Based on the Old Testament and New Testament, Christianity is a monotheistic religion based on belief in Jesus Christ. Originating in the Middle East, this religion abounded in Europe, and then gradually migrated to Asia, America, Africa, etc. Presently, Roman Catholicism, the Orthodox Church and Protestantism are the largest three sects of Christianity. The number of followers of the Christian faith reaches 2.2 billion around the world.
History of Development of Christianity in China
In 635, the ninth year of the reign of Emperor Li Shimin (599 - 649) of the Tang Dynasty (618 - 907), Nestorianism, which was considered as a heresy to Christianity at that time, came to China. Nestorianism once had a strong growth. In 845, Emperor Wuzong, a devout Taoist, decreed the prohibition of foreign religions. The spread of Nestorianism was stopped.

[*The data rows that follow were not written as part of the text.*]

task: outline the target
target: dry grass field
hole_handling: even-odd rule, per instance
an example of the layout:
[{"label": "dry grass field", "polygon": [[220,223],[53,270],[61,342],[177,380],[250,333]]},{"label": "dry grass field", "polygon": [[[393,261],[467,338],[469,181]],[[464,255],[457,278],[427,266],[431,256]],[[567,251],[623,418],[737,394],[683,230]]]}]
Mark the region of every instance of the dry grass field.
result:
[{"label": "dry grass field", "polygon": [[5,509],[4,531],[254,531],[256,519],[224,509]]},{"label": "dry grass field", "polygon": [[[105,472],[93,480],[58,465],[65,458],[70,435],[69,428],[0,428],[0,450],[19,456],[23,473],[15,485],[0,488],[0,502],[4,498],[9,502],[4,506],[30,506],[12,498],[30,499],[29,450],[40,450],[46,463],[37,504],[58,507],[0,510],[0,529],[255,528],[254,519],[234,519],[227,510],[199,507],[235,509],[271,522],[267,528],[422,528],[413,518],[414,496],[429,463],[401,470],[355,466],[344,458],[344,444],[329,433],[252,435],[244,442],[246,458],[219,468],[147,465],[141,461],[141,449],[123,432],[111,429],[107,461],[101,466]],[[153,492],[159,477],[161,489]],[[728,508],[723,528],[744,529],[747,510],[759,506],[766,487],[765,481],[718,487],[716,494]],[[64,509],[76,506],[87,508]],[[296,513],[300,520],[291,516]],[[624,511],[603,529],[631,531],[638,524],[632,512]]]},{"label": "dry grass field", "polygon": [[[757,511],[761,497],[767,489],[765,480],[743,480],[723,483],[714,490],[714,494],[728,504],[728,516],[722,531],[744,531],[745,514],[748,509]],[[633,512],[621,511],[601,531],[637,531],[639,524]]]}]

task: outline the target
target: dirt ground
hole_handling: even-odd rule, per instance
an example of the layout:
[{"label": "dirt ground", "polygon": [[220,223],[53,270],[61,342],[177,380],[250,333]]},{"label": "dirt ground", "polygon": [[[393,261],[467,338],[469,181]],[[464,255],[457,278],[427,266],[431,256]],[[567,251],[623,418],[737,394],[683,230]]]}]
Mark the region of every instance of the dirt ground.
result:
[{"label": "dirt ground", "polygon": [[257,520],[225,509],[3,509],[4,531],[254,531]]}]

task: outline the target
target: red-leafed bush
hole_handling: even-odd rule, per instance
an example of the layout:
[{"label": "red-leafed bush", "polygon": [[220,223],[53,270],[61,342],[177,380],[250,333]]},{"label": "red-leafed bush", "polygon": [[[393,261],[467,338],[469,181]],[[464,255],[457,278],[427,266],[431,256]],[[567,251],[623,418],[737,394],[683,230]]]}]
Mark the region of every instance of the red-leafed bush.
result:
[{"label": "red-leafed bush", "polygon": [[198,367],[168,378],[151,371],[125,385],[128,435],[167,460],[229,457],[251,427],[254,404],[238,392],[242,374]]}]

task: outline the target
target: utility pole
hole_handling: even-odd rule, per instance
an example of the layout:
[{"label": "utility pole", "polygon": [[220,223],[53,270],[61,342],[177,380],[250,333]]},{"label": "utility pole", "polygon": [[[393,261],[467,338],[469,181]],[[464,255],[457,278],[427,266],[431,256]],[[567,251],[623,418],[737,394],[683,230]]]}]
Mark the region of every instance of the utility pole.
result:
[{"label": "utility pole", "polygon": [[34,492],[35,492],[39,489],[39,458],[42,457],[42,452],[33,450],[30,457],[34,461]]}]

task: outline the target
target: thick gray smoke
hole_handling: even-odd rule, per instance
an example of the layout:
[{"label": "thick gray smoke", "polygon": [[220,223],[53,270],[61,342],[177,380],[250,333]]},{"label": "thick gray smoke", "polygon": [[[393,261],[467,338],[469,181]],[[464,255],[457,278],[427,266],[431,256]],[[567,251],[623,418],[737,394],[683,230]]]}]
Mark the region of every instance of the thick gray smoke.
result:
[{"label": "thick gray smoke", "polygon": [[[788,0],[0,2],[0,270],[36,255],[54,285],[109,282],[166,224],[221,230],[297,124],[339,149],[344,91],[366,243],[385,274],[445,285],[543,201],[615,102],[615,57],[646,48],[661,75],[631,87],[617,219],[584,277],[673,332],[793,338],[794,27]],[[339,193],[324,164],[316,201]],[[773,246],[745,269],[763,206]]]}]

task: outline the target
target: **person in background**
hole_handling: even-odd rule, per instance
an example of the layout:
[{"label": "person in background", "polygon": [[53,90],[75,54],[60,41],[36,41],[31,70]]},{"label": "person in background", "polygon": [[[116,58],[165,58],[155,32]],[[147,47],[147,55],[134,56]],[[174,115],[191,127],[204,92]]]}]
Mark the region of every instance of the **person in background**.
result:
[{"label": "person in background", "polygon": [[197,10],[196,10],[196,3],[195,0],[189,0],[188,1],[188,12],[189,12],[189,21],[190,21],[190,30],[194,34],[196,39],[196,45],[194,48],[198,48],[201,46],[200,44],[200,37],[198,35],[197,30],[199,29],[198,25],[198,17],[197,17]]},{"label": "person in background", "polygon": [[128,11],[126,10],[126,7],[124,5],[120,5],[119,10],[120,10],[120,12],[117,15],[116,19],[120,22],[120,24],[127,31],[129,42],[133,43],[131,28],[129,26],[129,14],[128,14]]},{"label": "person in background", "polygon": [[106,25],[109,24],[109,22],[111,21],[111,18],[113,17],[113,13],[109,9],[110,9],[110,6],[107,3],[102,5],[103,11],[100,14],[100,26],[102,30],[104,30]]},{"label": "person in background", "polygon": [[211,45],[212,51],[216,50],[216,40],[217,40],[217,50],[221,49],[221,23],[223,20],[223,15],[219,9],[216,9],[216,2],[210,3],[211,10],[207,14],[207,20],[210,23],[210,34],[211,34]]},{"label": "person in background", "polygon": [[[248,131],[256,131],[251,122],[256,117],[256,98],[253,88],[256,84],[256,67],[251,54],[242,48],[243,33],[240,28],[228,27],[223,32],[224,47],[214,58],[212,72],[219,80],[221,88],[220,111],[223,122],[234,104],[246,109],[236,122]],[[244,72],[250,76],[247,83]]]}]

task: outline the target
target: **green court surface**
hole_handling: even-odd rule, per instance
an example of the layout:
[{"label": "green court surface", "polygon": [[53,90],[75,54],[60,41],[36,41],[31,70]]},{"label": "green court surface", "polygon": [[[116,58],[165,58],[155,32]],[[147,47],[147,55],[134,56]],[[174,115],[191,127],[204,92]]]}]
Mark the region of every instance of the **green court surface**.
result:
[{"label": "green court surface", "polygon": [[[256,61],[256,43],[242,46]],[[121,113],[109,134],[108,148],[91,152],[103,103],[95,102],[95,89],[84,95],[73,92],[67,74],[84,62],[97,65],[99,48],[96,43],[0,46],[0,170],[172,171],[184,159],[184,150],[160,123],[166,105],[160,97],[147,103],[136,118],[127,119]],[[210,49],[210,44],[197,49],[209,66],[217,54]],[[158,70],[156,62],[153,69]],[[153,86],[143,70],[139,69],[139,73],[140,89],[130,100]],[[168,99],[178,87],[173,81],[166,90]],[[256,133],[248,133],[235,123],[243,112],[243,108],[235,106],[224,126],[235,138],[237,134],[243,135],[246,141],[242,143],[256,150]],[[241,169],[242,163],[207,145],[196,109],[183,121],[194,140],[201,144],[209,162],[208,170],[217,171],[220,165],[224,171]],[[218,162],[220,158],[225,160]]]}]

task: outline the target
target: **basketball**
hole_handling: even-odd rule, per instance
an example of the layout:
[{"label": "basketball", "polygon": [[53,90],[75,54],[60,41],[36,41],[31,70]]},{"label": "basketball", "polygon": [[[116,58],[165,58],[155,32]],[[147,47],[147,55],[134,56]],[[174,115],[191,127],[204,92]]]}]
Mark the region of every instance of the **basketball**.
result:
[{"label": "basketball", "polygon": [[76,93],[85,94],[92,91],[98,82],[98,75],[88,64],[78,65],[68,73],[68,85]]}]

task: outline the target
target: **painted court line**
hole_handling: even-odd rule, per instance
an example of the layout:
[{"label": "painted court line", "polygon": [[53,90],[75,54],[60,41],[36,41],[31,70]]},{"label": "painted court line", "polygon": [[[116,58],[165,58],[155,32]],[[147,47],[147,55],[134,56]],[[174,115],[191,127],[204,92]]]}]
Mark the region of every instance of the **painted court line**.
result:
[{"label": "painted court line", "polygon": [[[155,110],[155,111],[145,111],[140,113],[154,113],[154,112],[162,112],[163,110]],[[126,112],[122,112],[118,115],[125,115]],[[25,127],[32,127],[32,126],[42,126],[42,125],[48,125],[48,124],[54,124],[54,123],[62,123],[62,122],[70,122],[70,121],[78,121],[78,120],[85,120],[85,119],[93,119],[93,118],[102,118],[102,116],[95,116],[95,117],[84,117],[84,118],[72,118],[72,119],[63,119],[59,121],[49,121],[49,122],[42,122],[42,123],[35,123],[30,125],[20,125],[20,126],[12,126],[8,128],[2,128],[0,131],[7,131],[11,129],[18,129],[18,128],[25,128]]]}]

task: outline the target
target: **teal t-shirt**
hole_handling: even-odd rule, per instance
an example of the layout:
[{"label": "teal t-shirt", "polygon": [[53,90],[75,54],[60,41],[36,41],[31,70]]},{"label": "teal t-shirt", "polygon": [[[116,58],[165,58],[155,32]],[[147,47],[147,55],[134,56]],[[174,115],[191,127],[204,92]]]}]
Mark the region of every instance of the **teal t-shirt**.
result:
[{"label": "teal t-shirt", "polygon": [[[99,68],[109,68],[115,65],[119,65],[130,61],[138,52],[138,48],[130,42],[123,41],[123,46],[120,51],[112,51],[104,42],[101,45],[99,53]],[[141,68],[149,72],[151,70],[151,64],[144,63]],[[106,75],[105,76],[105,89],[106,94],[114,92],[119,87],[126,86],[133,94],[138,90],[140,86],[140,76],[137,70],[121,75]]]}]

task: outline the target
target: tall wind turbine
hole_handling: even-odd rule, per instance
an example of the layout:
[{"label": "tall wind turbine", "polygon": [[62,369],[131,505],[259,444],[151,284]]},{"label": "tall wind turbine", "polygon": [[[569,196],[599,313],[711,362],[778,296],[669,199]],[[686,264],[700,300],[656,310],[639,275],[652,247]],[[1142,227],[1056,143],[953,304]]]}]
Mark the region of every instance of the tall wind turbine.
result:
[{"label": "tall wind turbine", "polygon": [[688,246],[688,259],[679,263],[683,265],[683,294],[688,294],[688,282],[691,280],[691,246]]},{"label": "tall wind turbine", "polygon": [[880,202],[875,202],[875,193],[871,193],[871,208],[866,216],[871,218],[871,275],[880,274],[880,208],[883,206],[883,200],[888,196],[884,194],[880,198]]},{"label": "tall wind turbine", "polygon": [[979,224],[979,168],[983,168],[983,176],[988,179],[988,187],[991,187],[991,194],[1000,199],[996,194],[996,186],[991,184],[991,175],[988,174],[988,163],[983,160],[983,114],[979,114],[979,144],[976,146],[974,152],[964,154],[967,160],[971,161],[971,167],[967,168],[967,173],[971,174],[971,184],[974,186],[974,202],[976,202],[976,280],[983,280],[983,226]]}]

In the Yuan Dynasty (1271 - 1368), Nestorianism rose again, while at the same time Roman Catholicism began to surge too. In 1582, the tenth year of the reign of Emperor Wanli of the Ming Dynasty (1368 - 1644), Matteo Ricci, an Italian churchman who was proficient in astronomy and mathematics, came to China. He was one of the pioneers of evangelizing the country. In 1659, the 16th year of the reign of Emperor Shunzhi of the Qing Dynasty (1644 - 1911), a missionary, named Ferdinand Verbiest, arrived. In 1727, the fifth year of the reign of Emperor Yongzheng, Eastern Orthodoxy joined the Christianity spread trend in China. In 1807, during the reign of Emperor Jiajing, Robert Morrison, a Protestant, introduced Protestantism to the country. After the failure of the Opium War in 1840, the Qing Dynasty government signed a series of treaties, which allowed missionaries to teach the doctrines of Christianity.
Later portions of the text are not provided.